Il miglior giudizio politico su di lui l’ha dato una donna, e per giunta straniera, Margaret Tha­tcher, e vale la pena riportarlo per intero: «Sembra avesse una reale avversione per i princìpi, anzi la profonda convinzione che un uo­mo di princìpi fosse condannato a essere ridicolo. Vedeva la politi­ca come un generale del XVIII se­colo vedeva la guerra: un vasto e complesso scenario di manovre di parata per eserciti che non si sa­rebbero mai impegnati in com­battimento, ma avrebbero inve­ce dichiarato vittoria, capitolazio­ne o compromesso a seconda di ciò che dettava loro la forza appa­rente. Per poi collaborare nel ve­ro e proprio affare di dividersi le spoglie».

Andreotti non si è mai atteggia­to a statista: «La Storia è una cosa seria, io appartengo alla crona­ca » ha detto una volta e questo in una classe politica, e in una nazio­ne, va da sé, dove abbondano i millantatori, suona ancora più si­gnificativo. E ancora: «Non mi so­no mai considerato particolar­mente intelligente, ma certo, se mi guardo intorno, non è che mi veda circondato da geni». Pur non essendosi mai negato alla folla, pur godendo di grande popolarità, Andreotti ha sempre ispirato soggezione. Pur senza avere la fumosità cerimoniosa di un Aldo Moro, l’irruenza beffar­da di un Fanfani, l’ascetismo di un Berlinguer o la fisicità sangui­gna di un Craxi, da quel volto, da quelle orecchie e dall’ingobbi­mento delle spalle, dallo stesso in­cedere come se pattinasse, veni­va un che di curiale e al tempo stesso di libertino, una compas­sione temperata, come dire, da una sottile derisione.

In una delle sue ultime appari­zioni televisive, improvvisamen­te rimase immobile e senza repli­care alle domande della condut­trice.
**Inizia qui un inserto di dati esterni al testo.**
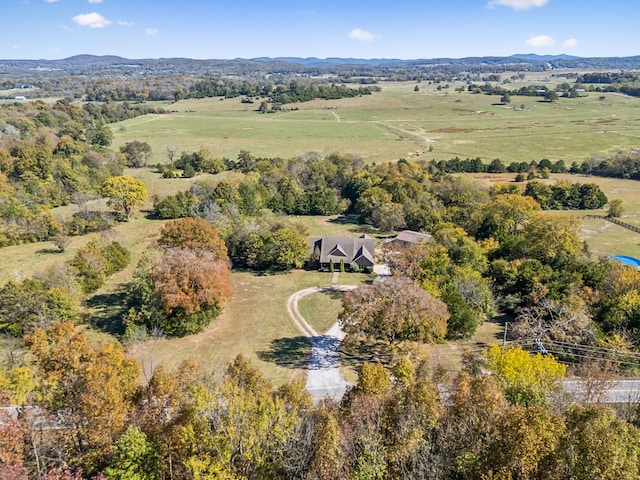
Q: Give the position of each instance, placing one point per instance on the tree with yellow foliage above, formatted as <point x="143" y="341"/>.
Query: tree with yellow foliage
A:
<point x="524" y="378"/>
Essendo l’immobilità sem­pre stata una sua caratteristica, lì per lì nessuno ci fece caso, e ci vol­le un po’ per rendersi conto che Andreotti non era più compos sui . Venne data la pubblicità, la tra­smissione riprese senza di lui e poi, di lì a qualche minuto, il Divo Giulio rientrò in scena per scusar­si dell’imprevisto e rassicurare sulle sue condizioni di salute. Lo fece con la consueta impassibili­tà e allora ci venne il dubbio che, trasportato per un momento nel­­l’aldilà, avesse fatto a tempo a di­re a chi di dovere che preferiva an­cora «tirare a campare piuttosto che tirare le cuoia».

Ha scritto In­dro Montanelli che quando nel

dopoguerra Andreotti accompa­gnava in chiesa il suo maestro De Gasperi, mentre quest’ultimo parlava con Dio lui parlava con il prete. L’impressione è che in se­guito con «il principale» si sia in­staurato un colloquio.